Our designers received a gold award at The Association of Icelandic Graphic Designers Awards 2024 (FÍT Awards) in the "Information Design" category for Heavy Water Cellar in Vemork, Norway. The annual FÍT Awards celebrates the best Icelandic graphic design.

On a dark night in February of 1943, the world-changing Norwegian sabotage action “Operation Gunnerside” took place at the Vemork power plant and destroyed the Heavy Water Basement. This basement in the hydrogen factory housed the production facility of heavy water used by the Nazis in the race to develop a nuclear bomb. By destroying the production site, the Allied forces could set the Nazis back considerably.

The Heavy Water Cellar exhibitions were conceptualised and realised in a collaboration between Kvorning Design (Copenhagen) and Gagarin. Gagarin was responsible for developing and realising a series of interactive exhibitions and elements. Kvorning Design was the lead designer and total supplier of scenography, physical elements, immersive video mapping, light and sound concepts, and content.

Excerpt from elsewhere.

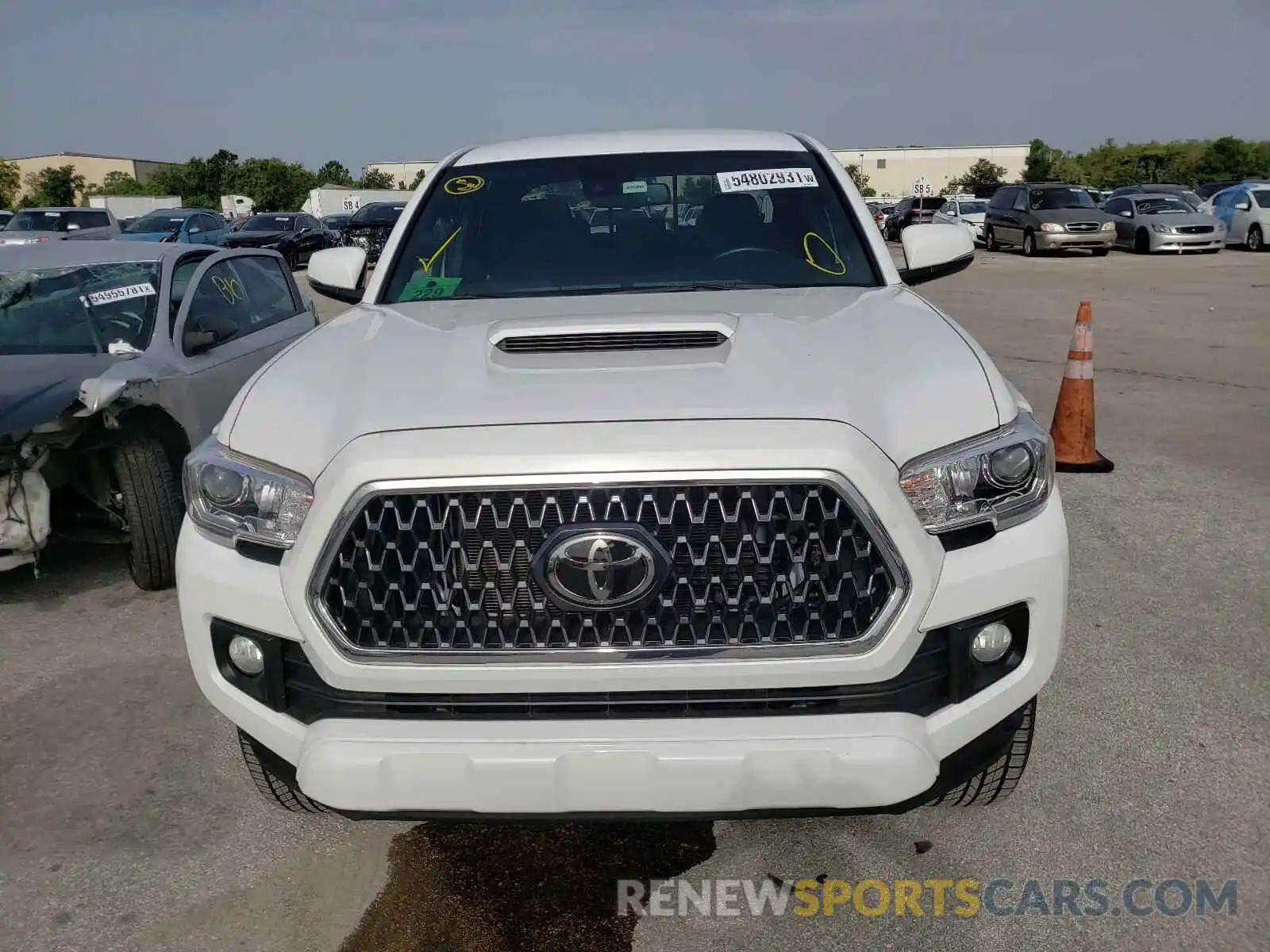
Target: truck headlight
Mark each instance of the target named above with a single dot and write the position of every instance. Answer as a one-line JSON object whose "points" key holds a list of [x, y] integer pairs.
{"points": [[1001, 478], [244, 499]]}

All awarded projects can be viewed here.

Good typography, informative and simple. Well designed and conveniently solved. Everything fits well, and the colour selection suits the subject well. This is a unique project, refined and precise. FÍT jury
Electrolyser (interactive animation)

The largest hydrogen factory in the world stood on this site, housing a massive 6-story factory filled with electrolysers which produced hydrogen gas. An original electrolyser functions as the backdrop for an animation of the inner workings of the factory. This digital storytelling method brings together the electrolyser's original technology with a carefully designed multimedia experience to scientifically explain step-by-step how heavy water is produced.

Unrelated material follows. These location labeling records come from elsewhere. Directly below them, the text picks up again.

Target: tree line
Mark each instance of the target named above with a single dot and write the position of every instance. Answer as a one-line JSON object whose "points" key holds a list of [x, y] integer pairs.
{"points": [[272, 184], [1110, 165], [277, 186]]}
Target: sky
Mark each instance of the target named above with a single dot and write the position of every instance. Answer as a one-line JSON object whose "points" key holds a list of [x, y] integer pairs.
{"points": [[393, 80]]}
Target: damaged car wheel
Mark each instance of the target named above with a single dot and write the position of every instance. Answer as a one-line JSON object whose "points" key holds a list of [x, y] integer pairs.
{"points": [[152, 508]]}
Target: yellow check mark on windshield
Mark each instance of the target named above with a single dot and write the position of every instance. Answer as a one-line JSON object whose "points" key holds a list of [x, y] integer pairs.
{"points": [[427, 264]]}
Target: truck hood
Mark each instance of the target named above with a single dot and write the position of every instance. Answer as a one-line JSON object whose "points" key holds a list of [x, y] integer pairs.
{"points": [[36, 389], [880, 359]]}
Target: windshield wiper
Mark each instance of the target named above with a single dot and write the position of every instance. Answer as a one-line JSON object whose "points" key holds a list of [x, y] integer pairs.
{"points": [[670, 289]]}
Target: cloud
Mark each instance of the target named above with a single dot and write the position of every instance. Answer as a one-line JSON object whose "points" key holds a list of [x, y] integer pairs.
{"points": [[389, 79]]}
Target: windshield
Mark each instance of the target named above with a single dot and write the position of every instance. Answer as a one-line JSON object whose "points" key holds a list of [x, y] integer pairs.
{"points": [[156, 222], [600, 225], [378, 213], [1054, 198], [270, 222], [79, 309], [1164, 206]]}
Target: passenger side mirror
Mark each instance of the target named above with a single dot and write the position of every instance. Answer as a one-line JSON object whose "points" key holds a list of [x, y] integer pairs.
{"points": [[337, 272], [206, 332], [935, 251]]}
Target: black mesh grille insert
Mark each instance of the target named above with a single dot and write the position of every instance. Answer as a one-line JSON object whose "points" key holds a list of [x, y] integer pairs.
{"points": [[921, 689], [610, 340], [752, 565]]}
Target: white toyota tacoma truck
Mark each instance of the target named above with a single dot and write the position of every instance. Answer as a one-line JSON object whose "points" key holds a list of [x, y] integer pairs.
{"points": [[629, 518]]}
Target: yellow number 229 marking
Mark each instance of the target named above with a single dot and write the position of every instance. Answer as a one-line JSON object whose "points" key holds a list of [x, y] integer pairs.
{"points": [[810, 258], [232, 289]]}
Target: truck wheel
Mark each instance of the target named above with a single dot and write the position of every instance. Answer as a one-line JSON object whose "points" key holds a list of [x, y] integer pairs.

The team brought the actions from that historical moment to life by creating an interactive exhibition in a glass building surrounding the excavated original basement. To experience the danger of that night, we used augmented reality to bring to life the perilous journey the saboteurs took. We developed an innovative way to demonstrate how heavy water was produced in the 1940s using an electrolyser. As visitors tour the original basement, they encounter multimedia installations that exemplify the dilemmas the saboteurs encountered as soldiers in the war. We highlighted the original museum artefacts by encasing them in holographic displays to bring together the digital with the historic in a way that adds layers of information to the object while still protecting it.

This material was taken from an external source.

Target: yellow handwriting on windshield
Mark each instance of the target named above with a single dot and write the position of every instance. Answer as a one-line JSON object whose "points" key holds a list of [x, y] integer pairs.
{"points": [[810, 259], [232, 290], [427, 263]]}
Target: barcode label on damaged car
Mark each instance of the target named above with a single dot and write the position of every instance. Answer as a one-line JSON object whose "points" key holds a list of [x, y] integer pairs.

The building was completed in 1929 and was called “an architectural achievement”. Locally, the plant was known as “hydrogen”. Photos: Norsk Industriarbeidermuseum

Gagarin also produced seven dilemma stations (holograms) with objects that illustrate the dilemmas the saboteurs encountered while on their mission. A holographic display introduces these dilemmas to the audience, who will then have to decide - the same way the heroes did back in the day. As a result, they are presented with how the story went down and can see what the average answer of the audience is.